Ob ihm dies gelungen ist, ist angesichts seiner außerordentlich schöpferischen Kreativität kaum zu beurteilen, noch im letzten Jahr jedoch hat er mit Ljóð munna rödd (in etwa: Gedichte erinnern sich an eine Stimme) der Nachwelt einen wunderbaren Gedichtband hinterlassen, der allein im Zeitraum seines ersten Erscheinens im September bis zum Dezember des Jahres zwei Neuauflagen erfuhr.

Sigurður Pálsson wurde 1948 in Nordisland geboren; er studierte französische Sprache und Literatur in Toulouse und an der Sorbonne in Paris, ebenso Theaterwissenschaften und Filmregie. Seit seiner Rückkehr nach Island in 1975 war er als Dozent an Theater- und Schauspielschulen tätig, arbeitete als Journalist und bei Film und Fernsehen.

Vor allem aber veröffentlichte er seit seinem 1976 erschienenen lyrischen Debüt Ljóð vega salt (Gedichte in der Waage) zahlreiche weitere Gedichtbände, Romane, Theaterstücke, Fernseh- und Radiomanuskripte sowie Übersetzungen, insbesondere aus dem Französischen – Veröffentlichungen, für die er zahlreiche literarische Ehrungen und Auszeichnungen erhielt, u. a. in 2007 den Isländischen Literaturpreis und ein Jahr später die Auszeichnung Chevalier de l´Ordre du Mérite für seinen Beitrag zur Verbreitung französischer Kultur in Island.

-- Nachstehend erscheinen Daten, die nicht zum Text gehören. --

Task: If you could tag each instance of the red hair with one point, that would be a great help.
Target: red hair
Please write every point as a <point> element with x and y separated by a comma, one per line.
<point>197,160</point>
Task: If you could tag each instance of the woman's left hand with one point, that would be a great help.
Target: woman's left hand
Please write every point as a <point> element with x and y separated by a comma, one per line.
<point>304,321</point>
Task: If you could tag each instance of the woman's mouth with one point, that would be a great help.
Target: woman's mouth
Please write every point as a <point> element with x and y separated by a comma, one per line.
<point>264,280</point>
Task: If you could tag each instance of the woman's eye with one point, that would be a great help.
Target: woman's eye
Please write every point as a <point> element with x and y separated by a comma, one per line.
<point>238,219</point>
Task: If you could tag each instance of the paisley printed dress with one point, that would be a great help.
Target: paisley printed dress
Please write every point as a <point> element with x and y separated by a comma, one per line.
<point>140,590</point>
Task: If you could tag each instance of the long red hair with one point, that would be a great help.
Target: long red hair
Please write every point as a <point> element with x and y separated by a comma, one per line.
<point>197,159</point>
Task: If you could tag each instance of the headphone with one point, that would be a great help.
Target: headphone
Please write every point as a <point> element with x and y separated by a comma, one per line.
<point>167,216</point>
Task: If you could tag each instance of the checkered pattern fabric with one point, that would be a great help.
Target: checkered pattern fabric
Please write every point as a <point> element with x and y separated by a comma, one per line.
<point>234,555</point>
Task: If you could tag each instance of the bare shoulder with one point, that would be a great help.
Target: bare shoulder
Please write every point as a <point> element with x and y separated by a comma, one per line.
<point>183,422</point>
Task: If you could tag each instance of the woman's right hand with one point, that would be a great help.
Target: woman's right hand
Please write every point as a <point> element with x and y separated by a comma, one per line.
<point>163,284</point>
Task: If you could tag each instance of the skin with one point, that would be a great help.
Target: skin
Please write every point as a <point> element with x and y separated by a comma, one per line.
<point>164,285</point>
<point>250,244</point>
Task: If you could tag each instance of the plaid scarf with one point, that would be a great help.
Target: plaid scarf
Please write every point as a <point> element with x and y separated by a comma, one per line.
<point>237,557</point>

Leider ist sein Werk, anders als insbesondere in Frankreich, aber auch in weiteren Sprachräumen, hierzulande kaum übersetzt und publiziert – meines Wissens hat ihn allein die Literaturzeitschrift die horen gelegentlich vorgestellt, zuletzt in dem Band über Islands Atomdichter Bei betagten Schiffen.

Hieraus sei nun auch zur Erinnerung an ihn das folgende Gedicht, das ich seinerzeit gemeinsam mit  Jón Thor Gíslason ins Deutsche übertragen habe, zitiert.

Andere Leben

Es gibt andere Leben die gelebt werden
andere Grüße gerichtet an andere Menschen
 
Den Strahl des Monds der einst über die Schneebank glitt
erinnere ich nicht mehr

Ich sitze hier bei heißem Kaffee
in der Stille des Morgens;
 
ein anderer Mond den ich noch nie gesehen habe
ist gerade verblasst
 
und die Frau die Brot kauft im Laden
kennt mich nicht

Gute Reise, lieber Freund! Und hab´ Dank für Dein großartiges Werk!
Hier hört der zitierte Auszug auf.